Earlier this month, Texas Governor Greg Abbott called in his budget for laws which will stop state support for businesses that endorse or adhere to boycotts of Israel. Seventeen states have currently enacted anti-BDS (boycott, divestment and sanction) legislation, with states such as Pennsylvania and Ohio having done so in just the last few months. The Texas law address state pension plans. In a news brief released by the Jewish Telegraph Agency, Abbott is quoted as stating that “[w]hile Texas pension plans have the goal of maximizing returns…this mission should not come at the expense of our principles.” Abbott elaborated further, saying that “Texas funds…should be prohibited from making investments that directly fund our nation’s enemies or those…with stated anti-Israel policies.” Texas, like many other states, currently bans state pensions and retirement funds from investing in Iran. Abbott met with Ron Dermer, the Israeli ambassador to the United States, last year. During his time with the ambassador, as reported by The Algemeiner, Abbott stated that both Iran and the BDS movement against Israel “actively engage” in attempts to delegitimize the Jewish state. Texas is no stranger to BDS and BDS-aligned groups such as Students for Justice in Palestine (SJP).

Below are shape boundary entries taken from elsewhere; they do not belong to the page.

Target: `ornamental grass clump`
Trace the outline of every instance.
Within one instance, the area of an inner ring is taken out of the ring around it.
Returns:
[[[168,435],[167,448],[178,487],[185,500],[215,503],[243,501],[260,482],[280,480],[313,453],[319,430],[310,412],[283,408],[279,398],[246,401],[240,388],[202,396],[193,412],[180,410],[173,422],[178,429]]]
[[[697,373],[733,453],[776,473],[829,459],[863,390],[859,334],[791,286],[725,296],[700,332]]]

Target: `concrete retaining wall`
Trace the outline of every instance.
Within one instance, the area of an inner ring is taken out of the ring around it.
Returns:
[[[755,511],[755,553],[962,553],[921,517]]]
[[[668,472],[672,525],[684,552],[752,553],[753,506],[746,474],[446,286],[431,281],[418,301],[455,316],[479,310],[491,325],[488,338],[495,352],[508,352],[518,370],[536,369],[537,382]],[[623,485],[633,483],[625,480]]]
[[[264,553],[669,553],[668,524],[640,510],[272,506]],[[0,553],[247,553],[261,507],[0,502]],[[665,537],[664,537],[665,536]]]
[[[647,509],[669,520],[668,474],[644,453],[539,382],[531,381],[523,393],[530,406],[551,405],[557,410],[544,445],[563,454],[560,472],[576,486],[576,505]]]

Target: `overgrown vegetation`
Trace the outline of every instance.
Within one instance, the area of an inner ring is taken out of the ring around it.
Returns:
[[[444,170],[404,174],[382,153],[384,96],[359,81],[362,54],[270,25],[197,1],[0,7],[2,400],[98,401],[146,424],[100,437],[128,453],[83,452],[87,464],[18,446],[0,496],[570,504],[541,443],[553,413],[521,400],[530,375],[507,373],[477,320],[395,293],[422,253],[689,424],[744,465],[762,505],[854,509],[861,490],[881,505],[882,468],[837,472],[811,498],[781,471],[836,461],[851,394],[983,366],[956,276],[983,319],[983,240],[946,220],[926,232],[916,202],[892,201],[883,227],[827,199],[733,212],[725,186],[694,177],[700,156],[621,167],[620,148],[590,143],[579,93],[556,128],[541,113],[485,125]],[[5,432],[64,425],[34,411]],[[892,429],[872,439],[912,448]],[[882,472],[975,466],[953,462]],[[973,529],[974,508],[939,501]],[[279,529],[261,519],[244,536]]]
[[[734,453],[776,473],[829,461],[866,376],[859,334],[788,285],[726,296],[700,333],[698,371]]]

Governor Abbott’s calls for Texas anti-BDS legislation mirror the attempts by Maryland legislators. Maryland lawmakers and Jewish advocacy groups are currently putting the final touches on a bill that would ban companies that support the BDS movement from doing business with the state. This new bill comes after a failed attempt to introduce similar legislation last April. The previous attempt never saw the proposed bill introduced, which opponents of the bill credit to “intense opposition from public and state legislators.” The text for the proposed bill uses language similar to that of U.S. Senator Ben Cardin’s (D-MD) anti-BDS bill, which defined BDS as “actions…intended to penalize or otherwise limit commercial relations” with Israel. Cardin’s anti-BDS bill, H.R. 6298, was not enacted.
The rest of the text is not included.